11 Leslie X.

Catherine Héon

C’est à Valparaiso, une magnifique ville du centre du Chili, que Leslie vint au monde. Il y grandit paisiblement avec sa famille jusqu’à l’âge de 15 ans. Signifiant la « vallée du paradis », cette ville fut plutôt l’enfer dans lequel son inimaginable aventure débuta.

Leslie le Québécois

Cela fait maintenant 40 ans que Leslie X. vit au Québec. Âgé de 70 ans aujourd’hui, il a passé plus de la moitié de sa vie ici. Il est le père de trois garçons d’une première union et beau-père de deux filles qu’il considère comme ses propres filles. Retraité depuis trois ans et demi, Leslie profite du temps qu’il a devant lui pour être avec sa famille au Québec, voyager au Chili et s’adonner à l’écriture.

Il y a près de 70 ans de cela, au Chili

C’est dans un quartier ouvrier de cette jolie ville dans les collines qu’est Valparaiso que Leslie fût élevé par ses parents qui étaient tous deux professeur-e. Ceux-ci étaient soucieux et soucieuse d’offrir à leurs quatre enfants la meilleure éducation possible. L’ouverture d’esprit était, entre autres, l’une des valeurs qui était prônée dans la maison. Leur vie était active et le quartier, très vivant. Les gens se saluaient dans la rue et il était facile de connaître les goûts musicaux de ses voisin-e-s par la musique qui émanait des maisons. De façon générale, Leslie et sa famille vivaient bien. Lorsqu’il atteignit l’âge de 15 ans, il déménagea à Santiago pour y poursuivre ses études alors que sa famille déménagea à Vinâ Del Mar, qui signifie « vignoble de la mer » en espagnol. C’est au cours de ses années d’études à Santiago que commença l’effroyable descente aux enfers.

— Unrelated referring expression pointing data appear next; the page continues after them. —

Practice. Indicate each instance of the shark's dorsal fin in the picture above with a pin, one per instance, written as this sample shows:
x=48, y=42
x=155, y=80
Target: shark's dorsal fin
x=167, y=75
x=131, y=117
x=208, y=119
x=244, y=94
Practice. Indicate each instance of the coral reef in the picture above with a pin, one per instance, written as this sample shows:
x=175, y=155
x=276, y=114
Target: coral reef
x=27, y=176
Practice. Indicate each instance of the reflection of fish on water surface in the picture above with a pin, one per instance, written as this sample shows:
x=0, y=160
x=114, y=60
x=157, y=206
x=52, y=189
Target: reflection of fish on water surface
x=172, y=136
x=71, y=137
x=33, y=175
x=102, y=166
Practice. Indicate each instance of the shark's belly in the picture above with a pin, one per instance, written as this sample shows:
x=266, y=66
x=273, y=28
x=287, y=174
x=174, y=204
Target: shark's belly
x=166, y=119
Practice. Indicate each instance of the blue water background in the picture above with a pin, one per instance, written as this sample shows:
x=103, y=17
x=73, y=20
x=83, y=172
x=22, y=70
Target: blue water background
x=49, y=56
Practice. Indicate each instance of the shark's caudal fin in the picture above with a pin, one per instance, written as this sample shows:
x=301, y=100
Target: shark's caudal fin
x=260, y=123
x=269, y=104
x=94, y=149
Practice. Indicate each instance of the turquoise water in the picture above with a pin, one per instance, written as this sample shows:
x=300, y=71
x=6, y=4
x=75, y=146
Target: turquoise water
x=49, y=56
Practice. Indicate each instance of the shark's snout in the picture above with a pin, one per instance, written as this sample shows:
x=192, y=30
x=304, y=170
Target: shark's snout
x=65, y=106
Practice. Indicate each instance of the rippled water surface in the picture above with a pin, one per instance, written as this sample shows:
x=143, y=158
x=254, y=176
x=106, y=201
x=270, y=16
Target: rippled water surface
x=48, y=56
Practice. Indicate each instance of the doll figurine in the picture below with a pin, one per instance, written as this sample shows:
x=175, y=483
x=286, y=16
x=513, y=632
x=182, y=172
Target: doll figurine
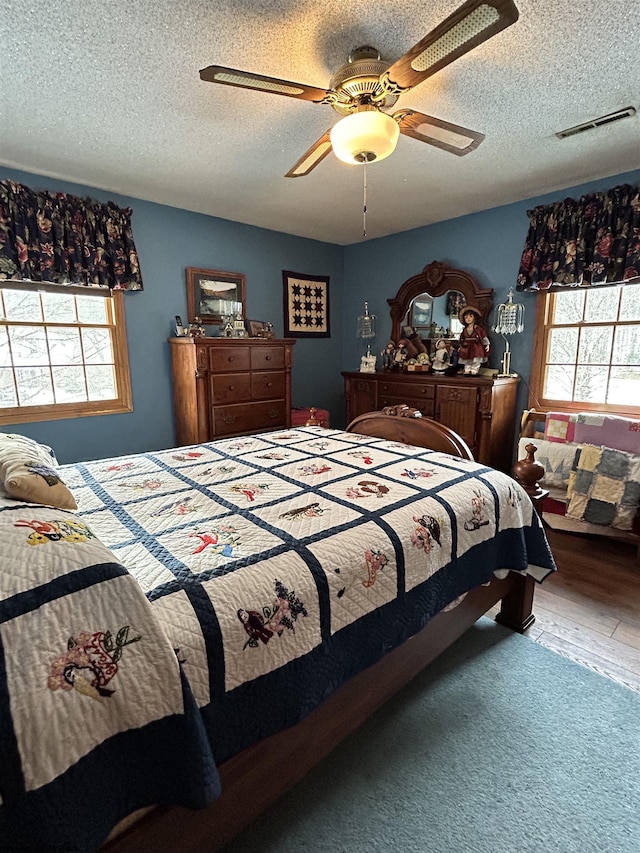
x=440, y=359
x=387, y=355
x=474, y=343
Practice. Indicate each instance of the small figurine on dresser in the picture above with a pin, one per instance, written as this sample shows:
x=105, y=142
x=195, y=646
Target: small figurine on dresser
x=440, y=359
x=387, y=355
x=474, y=343
x=196, y=329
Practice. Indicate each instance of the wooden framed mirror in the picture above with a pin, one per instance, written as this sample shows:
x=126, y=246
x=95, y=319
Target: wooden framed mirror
x=438, y=281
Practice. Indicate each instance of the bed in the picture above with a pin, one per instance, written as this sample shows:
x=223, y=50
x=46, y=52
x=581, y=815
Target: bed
x=210, y=621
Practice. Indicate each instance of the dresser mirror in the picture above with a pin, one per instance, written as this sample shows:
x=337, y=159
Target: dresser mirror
x=432, y=299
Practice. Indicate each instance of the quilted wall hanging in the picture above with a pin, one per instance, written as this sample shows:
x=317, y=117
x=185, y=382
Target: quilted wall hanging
x=306, y=305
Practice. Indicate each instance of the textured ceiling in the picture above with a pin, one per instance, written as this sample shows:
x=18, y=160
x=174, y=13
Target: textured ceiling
x=107, y=93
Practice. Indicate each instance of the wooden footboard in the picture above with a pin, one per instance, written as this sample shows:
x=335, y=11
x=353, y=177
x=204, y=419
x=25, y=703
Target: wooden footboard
x=249, y=783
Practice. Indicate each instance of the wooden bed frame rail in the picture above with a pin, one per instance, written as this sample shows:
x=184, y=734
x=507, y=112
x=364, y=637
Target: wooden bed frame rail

1973, le coup d’État militaire

À l’époque, le président de la République du Chili élu par le peuple était Salvador Allende, un président socialiste. Son gouvernement tentait de mettre en place un État socialiste de façon légale et sans utiliser la violence avec le soutien de l’Unité populaire, une coalition des partis de la gauche. Le mandat de Allende, qui avait débuté en 1970, prit fin brutalement en 1973 à la suite d’un coup d’État militaire orchestré par les commandants en chef de trois armées et le chef de la police, et dirigé par le général d’armée Augusto Pinochet. Le président Allende se suicida et ce fut alors le début de la dictature militaire du général Pinochet. Ce dernier fut au pouvoir 17 longues années, soit jusqu’en 1990. Au fil de son régime, les droits de l’homme furent bafoués à maintes reprises, ce qui força une masse de Chilien-ne-s à se réfugier ailleurs.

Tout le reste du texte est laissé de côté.